Especialistas franceses de fertilidade anunciaram o nascimento do primeiro bebé nascido de uma doente com cancro, a partir de um óvulo congelado, amadurecido em laboratório e fertilizado cinco anos depois.
Uma carta publicada na revista Annals of Oncology descreve como o menino nasceu, filho de uma francesa de 34 anos que era infértil na sequência de tratamentos de quimioterapia para um cancro da mama feitos há vários anos.
Antes de iniciar o seu tratamento contra o tumor, os médicos removeram sete óvulos imaturos dos seus ovários e usaram uma técnica chamada maturação in vitro (IVM) para permitir que estes se desenvolvessem ainda mais em laboratório.
Os óvulos maduros foram então congelados por meio de vitrificação, que congela muito rapidamente em nitrogénio líquido para reduzir a probabilidade de formação de cristais de gelo e danificar a célula.
Até agora, não havia registo de gestações bem-sucedidas em doentes com cancro após óvulos submetidos à IVM e vitrificação, embora algumas crianças tenham nascido como resultado da IVM seguida de fertilização imediata e transferência para a doente sem congelamento.
Nascimento com sucesso
Michaël Grynberg, chefe do Departamento de Medicina Reprodutiva e Preservação da Fertilidade do Hospital Universitário Antoine Béclère, perto de Paris, França, recorda que viu a doente, então com 29 anos, “seguindo o seu diagnóstico de cancro”, tendo fornecido aconselhamento sobre fertilidade.

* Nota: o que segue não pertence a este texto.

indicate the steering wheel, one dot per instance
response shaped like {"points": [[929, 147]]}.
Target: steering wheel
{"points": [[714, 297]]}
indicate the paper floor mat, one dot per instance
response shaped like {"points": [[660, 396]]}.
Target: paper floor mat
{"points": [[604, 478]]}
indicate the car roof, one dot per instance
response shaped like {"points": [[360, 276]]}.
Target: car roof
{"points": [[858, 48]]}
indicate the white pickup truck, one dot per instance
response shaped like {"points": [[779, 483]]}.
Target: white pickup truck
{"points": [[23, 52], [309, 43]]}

“Ofereci-lhe a opção de congelar óvulos após a IVM e também congelar tecido dos ovários. Ela rejeitou a segunda opção, que era considerada muito invasiva alguns dias após o diagnóstico de cancro”, explica.

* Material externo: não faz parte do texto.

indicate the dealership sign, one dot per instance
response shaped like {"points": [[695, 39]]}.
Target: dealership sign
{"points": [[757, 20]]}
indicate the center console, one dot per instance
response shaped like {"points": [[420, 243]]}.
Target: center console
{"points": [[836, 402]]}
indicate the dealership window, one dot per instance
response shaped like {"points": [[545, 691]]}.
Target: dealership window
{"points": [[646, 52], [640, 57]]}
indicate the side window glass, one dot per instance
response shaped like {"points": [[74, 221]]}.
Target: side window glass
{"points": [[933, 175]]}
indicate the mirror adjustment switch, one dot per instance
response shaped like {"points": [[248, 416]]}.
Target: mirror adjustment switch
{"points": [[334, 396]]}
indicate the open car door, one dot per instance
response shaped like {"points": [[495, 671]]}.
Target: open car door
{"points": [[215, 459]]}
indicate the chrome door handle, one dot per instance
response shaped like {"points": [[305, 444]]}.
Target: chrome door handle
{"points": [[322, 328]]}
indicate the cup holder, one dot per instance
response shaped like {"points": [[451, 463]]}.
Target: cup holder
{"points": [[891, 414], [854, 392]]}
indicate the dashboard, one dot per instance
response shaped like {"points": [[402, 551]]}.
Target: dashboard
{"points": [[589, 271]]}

A ecografia revelou a existência de 17 pequenos sacos cheios de líquido contendo óvulos imaturos nos seus ovários. No entanto, o uso de hormonas para estimular os ovários a amadurecer os óvulos levaria muito tempo e poderia piorar o prognóstico do tumor.
O que levou ao agendamento de um procedimento de emergência, realizado seis dias depois, sem estimulação ovárica, tendo sido recuperados sete óvulos imaturos antes do início da quimioterapia.

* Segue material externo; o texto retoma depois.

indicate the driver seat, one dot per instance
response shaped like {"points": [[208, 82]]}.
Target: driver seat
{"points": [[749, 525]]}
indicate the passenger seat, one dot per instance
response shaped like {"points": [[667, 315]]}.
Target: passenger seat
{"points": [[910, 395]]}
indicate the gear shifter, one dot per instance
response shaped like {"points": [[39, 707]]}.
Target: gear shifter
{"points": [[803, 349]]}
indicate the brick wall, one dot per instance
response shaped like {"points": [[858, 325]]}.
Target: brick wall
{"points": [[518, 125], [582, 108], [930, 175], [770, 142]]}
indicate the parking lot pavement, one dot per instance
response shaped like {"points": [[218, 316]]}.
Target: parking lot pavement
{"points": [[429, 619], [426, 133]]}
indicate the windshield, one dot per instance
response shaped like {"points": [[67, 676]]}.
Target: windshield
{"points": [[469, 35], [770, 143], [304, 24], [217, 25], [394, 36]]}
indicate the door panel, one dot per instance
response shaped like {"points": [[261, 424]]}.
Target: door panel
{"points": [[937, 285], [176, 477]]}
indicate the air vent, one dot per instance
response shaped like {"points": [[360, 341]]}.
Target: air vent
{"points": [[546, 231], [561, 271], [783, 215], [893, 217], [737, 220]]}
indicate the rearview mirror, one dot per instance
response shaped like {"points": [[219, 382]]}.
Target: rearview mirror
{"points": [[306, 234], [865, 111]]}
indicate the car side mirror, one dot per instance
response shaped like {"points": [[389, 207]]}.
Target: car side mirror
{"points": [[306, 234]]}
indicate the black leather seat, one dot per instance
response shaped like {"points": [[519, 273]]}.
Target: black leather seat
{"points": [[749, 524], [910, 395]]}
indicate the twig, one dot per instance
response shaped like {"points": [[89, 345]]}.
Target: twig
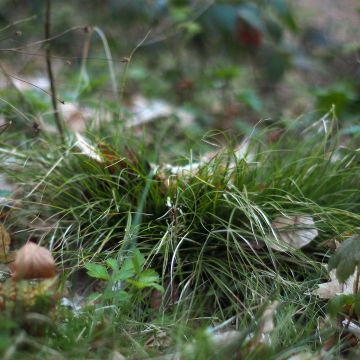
{"points": [[57, 118]]}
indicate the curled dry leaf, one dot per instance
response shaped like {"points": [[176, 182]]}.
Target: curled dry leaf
{"points": [[33, 262], [4, 243], [293, 232], [333, 288]]}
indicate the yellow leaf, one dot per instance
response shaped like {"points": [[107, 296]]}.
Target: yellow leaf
{"points": [[4, 244]]}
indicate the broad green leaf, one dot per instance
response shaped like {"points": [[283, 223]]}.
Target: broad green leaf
{"points": [[146, 279], [131, 266], [137, 260], [97, 271], [148, 276], [336, 305], [112, 263], [346, 258]]}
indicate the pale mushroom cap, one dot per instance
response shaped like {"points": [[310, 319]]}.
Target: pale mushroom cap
{"points": [[33, 262]]}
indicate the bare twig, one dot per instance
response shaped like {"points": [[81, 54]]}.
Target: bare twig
{"points": [[57, 118]]}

Preservar a fertilidade de doentes com cancro
Cinco anos depois, já sem cancro, a mulher descobriu que a quimioterapia a tinha tornado infértil. A estimulação dos seus ovários para os levar a produzir mais óvulos corria o risco de que as hormonas pudessem fazer regressar o cancro.
Por isso, juntamente com os médicos, decidiu usar seus óvulos congelados, que sobreviveram ao processo de descongelação e foram fertilizados com ICSI (injeção intracitoplasmática de esperma). Destes, cinco foram fertilizados com sucesso e um embrião foi transferido para o útero da doente, que engravidou e, nove meses depois, a 6 de julho de 2019, deu à luz Jules, um menino saudável.
“Ficamos encantados com o facto de a doente engravidar sem nenhuma dificuldade e ter tido um bebé saudável, de termo. A minha equipa e eu acreditamos que o IVM pode funcionar quando a estimulação ovárica não é viável”, esclarece Michaël Grynberg.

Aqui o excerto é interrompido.